What Are You Waiting For?



Said the Id to the Ego.
Oh, just in case you didn’t know…. Id, ego and super-ego are the three parts of the psychic apparatus defined in Sigmund Freud's structural model of the psyche; they are the three theoretical constructs in terms of whose activity and interaction mental life is described. According to this model of the psyche, the id is the set of uncoordinated instinctual trends; the super-ego plays the critical and moralizing role; and the ego is the organized, realistic part that mediates between the desires of the id and the super-ego. The super-ego can stop you from doing certain things that your id may want you to do.
So what are you waiting for? The question comes up again and again.
Perhaps I learned this unusual habit? Maybe I was trained to wait.
In proper society when one enters a room, the host introduces them. To meet someone else in the party, one must ask an elder or one of the families to introduce you. Otherwise you can view the vision that is unattainable. Even in the most sophisticated occasions we are separated by name, rank, and position.
Then one must learn how to make the move.
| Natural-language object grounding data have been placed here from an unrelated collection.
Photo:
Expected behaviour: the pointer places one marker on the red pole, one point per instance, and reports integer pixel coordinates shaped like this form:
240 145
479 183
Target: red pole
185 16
You see someone who you feel you have made visual contact with. You know what I mean. You are sitting at a bar and you look over at another table at an attractive person and she looks back with a smile and a gleam in her eye. It doesn’t take much to get your attention. You try to go back to whatever you were doing before but you keep getting distracted. The second glance is like an invitation, so what are you waiting for?
I remember at dances how the boys would line one wall and the girls would line the opposite wall waiting to see who would make the first move. Once one of us crossed over the party began and we all loved it.
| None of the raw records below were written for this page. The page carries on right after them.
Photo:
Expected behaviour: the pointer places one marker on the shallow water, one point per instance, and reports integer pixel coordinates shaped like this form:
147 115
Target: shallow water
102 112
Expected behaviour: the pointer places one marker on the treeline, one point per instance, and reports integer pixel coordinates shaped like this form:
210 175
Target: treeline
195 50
So what are you waiting for? The question returns again and again and again, but the answer is what are you looking for?
The to-do list can wait till tomorrow or the day after or even to the next person because the basics are taken care of. The day-to-day life functions are steady and do not need any adjustments. Even most of the wants, needs, and desires have been accomplished so the question is; what are you waiting for?
Maybe it is like dating when you wait for the other person to invite you to become more familiar with their body? Maybe it is waiting until you have enough knowledge or experience or tenure with the company to ask for that raise? Maybe it is a fear of failing or a reaction to success.
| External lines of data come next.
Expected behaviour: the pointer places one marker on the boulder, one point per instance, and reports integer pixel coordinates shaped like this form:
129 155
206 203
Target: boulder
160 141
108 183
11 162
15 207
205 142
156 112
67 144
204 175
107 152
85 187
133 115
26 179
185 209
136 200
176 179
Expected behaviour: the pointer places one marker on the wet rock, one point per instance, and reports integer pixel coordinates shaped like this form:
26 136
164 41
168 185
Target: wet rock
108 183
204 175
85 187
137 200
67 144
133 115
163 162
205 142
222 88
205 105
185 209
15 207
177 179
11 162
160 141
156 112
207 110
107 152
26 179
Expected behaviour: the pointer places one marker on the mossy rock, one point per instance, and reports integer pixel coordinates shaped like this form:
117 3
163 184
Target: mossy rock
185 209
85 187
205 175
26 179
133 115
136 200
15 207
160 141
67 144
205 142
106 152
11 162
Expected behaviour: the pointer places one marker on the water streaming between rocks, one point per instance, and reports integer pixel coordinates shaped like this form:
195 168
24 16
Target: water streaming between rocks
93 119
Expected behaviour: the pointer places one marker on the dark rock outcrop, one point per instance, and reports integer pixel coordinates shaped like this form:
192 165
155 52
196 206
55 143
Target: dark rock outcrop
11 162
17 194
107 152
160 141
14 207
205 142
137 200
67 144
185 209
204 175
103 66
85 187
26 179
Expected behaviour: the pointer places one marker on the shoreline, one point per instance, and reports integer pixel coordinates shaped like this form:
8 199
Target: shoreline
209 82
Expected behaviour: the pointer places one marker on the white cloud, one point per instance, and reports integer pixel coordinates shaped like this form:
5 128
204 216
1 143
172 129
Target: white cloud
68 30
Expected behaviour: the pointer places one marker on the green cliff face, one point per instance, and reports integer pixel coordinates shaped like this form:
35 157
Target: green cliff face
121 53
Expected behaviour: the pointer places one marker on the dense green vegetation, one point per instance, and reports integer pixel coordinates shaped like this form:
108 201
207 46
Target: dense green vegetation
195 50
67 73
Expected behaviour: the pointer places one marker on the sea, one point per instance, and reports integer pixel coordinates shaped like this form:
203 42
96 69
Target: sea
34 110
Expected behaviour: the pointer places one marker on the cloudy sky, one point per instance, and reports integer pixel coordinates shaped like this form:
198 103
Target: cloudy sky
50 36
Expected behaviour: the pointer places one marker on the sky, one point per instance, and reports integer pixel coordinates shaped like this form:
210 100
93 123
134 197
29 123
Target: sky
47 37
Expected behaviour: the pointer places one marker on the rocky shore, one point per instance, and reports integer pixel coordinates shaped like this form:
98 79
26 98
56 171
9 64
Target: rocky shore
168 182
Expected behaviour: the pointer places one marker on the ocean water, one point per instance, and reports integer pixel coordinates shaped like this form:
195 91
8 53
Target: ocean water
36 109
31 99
I was always accused of not being spontaneous. I evaluate, contemplate, and ponder a thought before I act. Sometimes I wait too long and miss it. So what are you waiting for?
Perhaps it is a sense of self-doubt or a history of failure, but I know I over analyze problems. Even shopping, I see something I might “want” or “need” but do not buy it at the time. Instead I go home and think about it. Do I really need it? Will it really accomplish my list of necessaries?
Then I go back after convincing myself the purchase could be made logically in my mind, only to find that it had already been sold. I kick myself for the lost opportunity but rationalize it by the thought of next year’s items.
I think, now and then, about being spontaneous and traveling to a different place to meet another person totally unknown to me to start a new adventure. I could do this on-line and not know if I’m talking to a cute chick or a prison cellmate, so I wander on and don’t rock the boat as some say.
I never knew when things that changed my life were happening probably because I was waiting. So what are we waiting for?
Water to boil? Download a file? Getting there? These are all things we wait for. Somehow we accomplish the wait.